Insists Stallworth: “Some of us speak King’s English, some of us speak jive. Ron Stallworth happens to be fluent in both.”
Stallworth ends up regularly speaking with David Duke (played by Topher Grace), the Grand Wizard of the Klan. Their phone conversations, such as the following one, are darkly ironic:
Duke: I can always tell when I’m talking to a Negro.
Stallworth: How so?
Duke: Take you, for example, Ron.
Duke: Yeah. Now, I can tell that you’re a pure, Aryan white man by the way you pronounce certain words.
Stallworth: Can you give me any examples?
Duke: Yeah, take the word ‘are’. A pure Aryan like you or I would pronounce it correctly: ‘are’. A Negro pronounces it ‘are-uh’. D’you ever notice that? It’s like ‘Are-uh… you gonna fry up that… crispy fried chicken, soul brother?’
Duke’s dialogue is deeply racist, and Lee cuts through its heaviness by having Stallworth and his white sergeant, who is eavesdropping on the line, struggle to suppress their shared laughter.
But the exchange reveals something else: Duke cannot code-switch. He cannot enter his adversary’s world, and as such will never be able to truly understand him - or identify him on the other end of the phone.
Passing, or presenting as another race (usually white) to escape discrimination, is a centuries-old practice crystallised in Nella Larsen’s 1929 novel, Passing. In Larsen’s book, two black women pass as white to sidestep the racism of 1920s society. And Stallworth’s stand-in is not just any WASP cop; his colleague Flip (Adam Driver) is a Jewish man whose need to deny his heritage to the Klan prompts introspection as to his own racial passing.
BlacKkKlansman is far from alone in representing such issues. Boots Riley’s 2018 Sorry to Bother You, a less hopeful but no less incisive look at linguistic racism, follows a black telemarketer, Cassius (Lakeith Stanfield) who learns he makes more sales if he speaks like a white person when pitching to white clients. In fact Cassius is so adept at using his “white voice” he is promoted to the prestigious sales role of “Power Caller”.
Linguistic passing also recurs in films like Justin Simien’s 2014 Dear White People and Jordan Peele’s 2017 Get Out.

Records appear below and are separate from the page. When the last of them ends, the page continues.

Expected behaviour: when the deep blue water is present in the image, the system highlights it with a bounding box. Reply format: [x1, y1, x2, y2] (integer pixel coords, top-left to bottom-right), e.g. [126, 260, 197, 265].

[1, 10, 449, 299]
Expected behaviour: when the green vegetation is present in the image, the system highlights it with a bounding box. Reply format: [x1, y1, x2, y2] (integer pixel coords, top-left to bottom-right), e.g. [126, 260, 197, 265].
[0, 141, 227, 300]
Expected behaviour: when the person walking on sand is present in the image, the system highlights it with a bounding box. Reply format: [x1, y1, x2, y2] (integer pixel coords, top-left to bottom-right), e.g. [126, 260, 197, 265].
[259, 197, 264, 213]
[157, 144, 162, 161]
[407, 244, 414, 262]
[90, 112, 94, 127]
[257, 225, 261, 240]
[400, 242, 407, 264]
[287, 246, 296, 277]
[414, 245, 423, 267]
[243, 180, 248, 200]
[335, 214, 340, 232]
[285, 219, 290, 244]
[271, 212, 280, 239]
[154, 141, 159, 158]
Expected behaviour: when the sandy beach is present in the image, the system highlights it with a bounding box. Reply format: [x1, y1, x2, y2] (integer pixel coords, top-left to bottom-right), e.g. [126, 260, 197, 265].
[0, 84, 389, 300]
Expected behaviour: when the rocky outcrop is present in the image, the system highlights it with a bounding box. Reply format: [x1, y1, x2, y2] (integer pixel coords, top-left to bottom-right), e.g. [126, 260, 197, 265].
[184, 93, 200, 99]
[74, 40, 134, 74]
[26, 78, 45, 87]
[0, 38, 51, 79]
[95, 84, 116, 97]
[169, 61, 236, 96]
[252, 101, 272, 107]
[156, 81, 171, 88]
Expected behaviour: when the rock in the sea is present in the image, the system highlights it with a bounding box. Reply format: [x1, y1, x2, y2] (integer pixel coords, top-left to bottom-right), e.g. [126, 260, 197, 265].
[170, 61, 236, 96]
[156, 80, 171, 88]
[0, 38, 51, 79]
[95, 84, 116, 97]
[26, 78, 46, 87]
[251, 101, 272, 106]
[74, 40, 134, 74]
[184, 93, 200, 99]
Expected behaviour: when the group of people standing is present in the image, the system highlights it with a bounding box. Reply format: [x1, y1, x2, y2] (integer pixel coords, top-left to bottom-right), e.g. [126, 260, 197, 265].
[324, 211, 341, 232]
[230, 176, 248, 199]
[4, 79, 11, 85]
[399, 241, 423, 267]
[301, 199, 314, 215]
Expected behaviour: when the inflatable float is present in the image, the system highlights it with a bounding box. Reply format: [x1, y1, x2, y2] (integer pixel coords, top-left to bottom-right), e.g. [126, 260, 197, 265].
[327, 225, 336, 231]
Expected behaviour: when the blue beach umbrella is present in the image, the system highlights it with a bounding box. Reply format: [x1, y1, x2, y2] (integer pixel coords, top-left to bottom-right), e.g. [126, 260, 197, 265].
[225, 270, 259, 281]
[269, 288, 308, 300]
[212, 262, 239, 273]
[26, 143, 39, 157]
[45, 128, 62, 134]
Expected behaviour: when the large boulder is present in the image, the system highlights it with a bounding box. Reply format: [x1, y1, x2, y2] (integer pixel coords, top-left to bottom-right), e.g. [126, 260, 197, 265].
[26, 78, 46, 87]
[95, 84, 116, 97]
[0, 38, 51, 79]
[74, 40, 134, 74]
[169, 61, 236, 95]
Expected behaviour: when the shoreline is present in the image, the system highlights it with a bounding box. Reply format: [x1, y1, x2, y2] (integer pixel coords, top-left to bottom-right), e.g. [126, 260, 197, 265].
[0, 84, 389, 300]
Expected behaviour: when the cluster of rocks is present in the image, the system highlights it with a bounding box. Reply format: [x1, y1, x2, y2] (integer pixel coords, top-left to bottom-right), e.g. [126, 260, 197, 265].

Fittingly, Peele was a producer of BlacKkKlansman, and brought Stallworth’s story to Lee in the first place.
Unlike the women in Larsen’s Passing or Flip in BlacKkKlansman, Ron Stallworth cannot pass as white when it comes to his appearance. Nor does he want to. Though he often disagrees about methods for black liberation with Dumas, who views his job as a “pig” as colluding with the enemy, he does not code-switch to hide from himself.
In fact, the film’s comedic climax lies in Ron’s triumphant reveal to Duke (“are-uh… you sure you don’t know [who I am]?”) He uses his ability to shift, chameleon-like, between his natural expression, the Black Student Union’s dialect and the pompous inflections of the Klan not to efface his identity, but to take down those who seek to threaten it.
Ron doesn’t fully belong in Dumas’s world, and he certainly doesn’t belong in Duke’s. Instead, he carves out a place for himself in the spaces in between. There, he can speak truth to power.